Simons will need to persuade at least two of his fellow commissioners to agree to administrative litigation and if a President Joe Biden takes office, a new chair could reverse the plan. While both Republicans and Democrats have complained of tech companies’ power in recent years, progressives hope Biden will be tougher on the antitrust front than the Trump administration, particularly given calls from high-profile Democrats like Sen. Elizabeth Warren of Massachusetts to split up the giants of Silicon Valley.

Administrative cases are less public than federal court proceedings and the agency has never before brought a case of this magnitude internally.

An in-house suit would cut out states from joining the litigation. Dozens of states are also investigating Facebook and are on the verge of filing their own suit in federal court. They have been trying to persuade the FTC to join them in a combined effort that would give them all greater resources and clout in asking for big changes to Facebook’s business, such as court-ordered spinoffs of Instagram and WhatsApp.

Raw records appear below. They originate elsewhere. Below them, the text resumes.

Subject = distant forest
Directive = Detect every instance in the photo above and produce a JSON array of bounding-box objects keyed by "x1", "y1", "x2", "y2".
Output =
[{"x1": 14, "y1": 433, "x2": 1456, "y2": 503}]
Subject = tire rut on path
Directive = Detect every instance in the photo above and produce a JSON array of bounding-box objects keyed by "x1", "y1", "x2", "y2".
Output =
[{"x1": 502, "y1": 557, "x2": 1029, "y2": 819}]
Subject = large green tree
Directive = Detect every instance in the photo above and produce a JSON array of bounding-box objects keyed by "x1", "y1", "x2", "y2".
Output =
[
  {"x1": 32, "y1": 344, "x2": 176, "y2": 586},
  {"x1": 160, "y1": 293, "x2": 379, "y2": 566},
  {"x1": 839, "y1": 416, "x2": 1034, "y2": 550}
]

New York Attorney General Tish James — whose office is heading the multistate probe — has circulated a proposed antitrust complaint and gave other states until last week to decide whether to sign on. As many as 30 states are expected to participate, one of the people said, and a complaint could be filed as soon as next week. News service The Capitol Forum first reported the potential timing of the state complaint.

Representatives for Facebook and the FTC declined to comment. A spokesperson for the New York attorney general didn’t respond to a request for comment.

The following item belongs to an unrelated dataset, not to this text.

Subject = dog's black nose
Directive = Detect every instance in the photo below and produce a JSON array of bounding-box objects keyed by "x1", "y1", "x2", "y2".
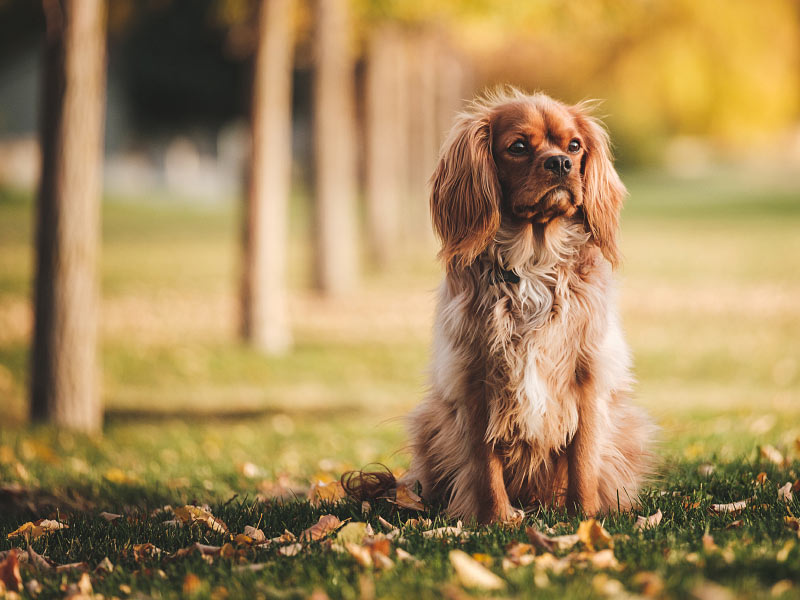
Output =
[{"x1": 544, "y1": 154, "x2": 572, "y2": 177}]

The FTC often uses its in-house court for cases involving completed mergers or ones with complex or novel legal theories — both of which are present in the potential Facebook case.

But critics allege the agency’s in-house court allows it to act as “judge, jury and executioner” in its internal proceedings. The agency’s commissioners almost always side with the FTC’s staff over companies, and the process is also more lengthy, taking years to complete.

Even so, the FTC wins most of the time when companies appeal its decisions — cases that go to federal court. A 2016 study by Maureen Ohlhausen, then an FTC commissioner, found that appeals courts sided with the FTC in 61 percent of cases over the past 40 years.